Do you want to create a Machine Learning Model within 5 minutes? If so, you've come to the right place.
In this tutorial, we will build a simple website empowered by the Teachable Machine Audio Model. This is a beginner-friendly project that uses only HTML, CSS, & JavaScript.
Here is the live demo link ( please make sure to allow pop-ups)
Step 0: Project setup
Create a new folder on your desktop, I'll call mine 'website-redirector'.
Inside this folder, create an index.html
file.
<html lang="en">
<head>
<meta charset="UTF-8" />
<meta http-equiv="X-UA-Compatible" content="IE=edge" />
<meta name="viewport" content="width=device-width, initial-scale=1.0" />
<title>Website redirector</title>
</head>
<body></body>
</html>
Step 1: Go to Teachable Machine Training Page
Click the Audio Project
Step 2: Recording audio samples
First we will need to record the background noise for 20 seconds.
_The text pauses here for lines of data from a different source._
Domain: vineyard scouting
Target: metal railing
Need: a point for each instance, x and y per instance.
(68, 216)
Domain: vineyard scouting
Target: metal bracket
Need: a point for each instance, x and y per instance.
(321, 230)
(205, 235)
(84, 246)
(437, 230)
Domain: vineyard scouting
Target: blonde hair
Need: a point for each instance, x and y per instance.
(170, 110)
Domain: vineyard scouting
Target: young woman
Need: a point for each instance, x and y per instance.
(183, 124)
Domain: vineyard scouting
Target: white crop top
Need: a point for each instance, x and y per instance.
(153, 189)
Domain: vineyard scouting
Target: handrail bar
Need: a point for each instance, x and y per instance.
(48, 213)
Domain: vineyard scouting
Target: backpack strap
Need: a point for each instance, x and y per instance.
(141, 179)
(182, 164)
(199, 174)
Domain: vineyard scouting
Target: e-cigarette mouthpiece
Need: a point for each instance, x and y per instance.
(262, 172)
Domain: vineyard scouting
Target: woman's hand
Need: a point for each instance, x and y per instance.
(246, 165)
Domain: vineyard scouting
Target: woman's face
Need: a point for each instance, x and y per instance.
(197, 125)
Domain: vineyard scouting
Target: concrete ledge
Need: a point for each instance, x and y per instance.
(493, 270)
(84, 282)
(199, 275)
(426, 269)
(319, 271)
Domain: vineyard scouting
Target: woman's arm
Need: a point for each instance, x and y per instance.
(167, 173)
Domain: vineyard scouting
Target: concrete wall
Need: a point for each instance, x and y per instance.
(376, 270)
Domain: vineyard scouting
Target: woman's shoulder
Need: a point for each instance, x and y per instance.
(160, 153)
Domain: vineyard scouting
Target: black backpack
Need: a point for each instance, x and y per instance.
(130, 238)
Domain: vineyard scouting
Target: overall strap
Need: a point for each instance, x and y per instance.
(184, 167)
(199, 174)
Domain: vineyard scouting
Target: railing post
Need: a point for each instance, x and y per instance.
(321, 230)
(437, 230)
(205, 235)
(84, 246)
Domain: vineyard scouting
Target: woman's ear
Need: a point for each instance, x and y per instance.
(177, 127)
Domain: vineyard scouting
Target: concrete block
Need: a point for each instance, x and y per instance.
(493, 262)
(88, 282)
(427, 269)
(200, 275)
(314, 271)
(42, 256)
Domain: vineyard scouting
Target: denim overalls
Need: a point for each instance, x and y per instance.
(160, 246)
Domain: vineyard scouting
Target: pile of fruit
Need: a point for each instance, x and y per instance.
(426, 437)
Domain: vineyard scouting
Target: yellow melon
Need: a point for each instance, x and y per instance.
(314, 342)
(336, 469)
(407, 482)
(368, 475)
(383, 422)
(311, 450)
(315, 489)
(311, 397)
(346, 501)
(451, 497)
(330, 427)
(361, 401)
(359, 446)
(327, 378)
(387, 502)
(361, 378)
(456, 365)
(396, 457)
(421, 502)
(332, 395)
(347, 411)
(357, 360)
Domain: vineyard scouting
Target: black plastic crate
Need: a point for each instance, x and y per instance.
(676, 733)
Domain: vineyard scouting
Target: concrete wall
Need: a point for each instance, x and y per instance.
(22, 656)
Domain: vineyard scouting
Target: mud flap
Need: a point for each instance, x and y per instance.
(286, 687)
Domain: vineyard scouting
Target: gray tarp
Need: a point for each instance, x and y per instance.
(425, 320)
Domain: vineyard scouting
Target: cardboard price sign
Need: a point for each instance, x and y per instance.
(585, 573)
Sit tight and don't do anything for 20 seconds
Next, for this demo, I'll use finger snapping sound as an example.
Click the pencil ✏️ icon to edit the name from Class 2 to whatever name you like.
You can adjust the duration of recording by clicking the setting ⚙️ icon
You only need a minimum of 8 audio samples which means you can adjust the duration to only 8 seconds. ( But I recommend record more than 8 samples for better results )
If you want to check your audio samples after recording, click the "Extract sample" button and hover on the sample to either delete or listen to the sample.
After that, I added a new class called "Tongue Click" and record some audio samples.
Feel free to add more classes & audio samples if you like.
Whenever you are ready, click the "Train Model" button
Step 3: Export the model
After clicking 'Export Model', you should see the following:
Select Tensorflow.js
tab -> Upload my model
After a few seconds, you will see your sharable link
⚠️ COPY & SAVE this link before you close the tab !!! ⚠️
Now click JavaScript
tab and copy the code.
If you accidentally closed the tab 😅😅, here is the code: ( change the URL to your own model URL )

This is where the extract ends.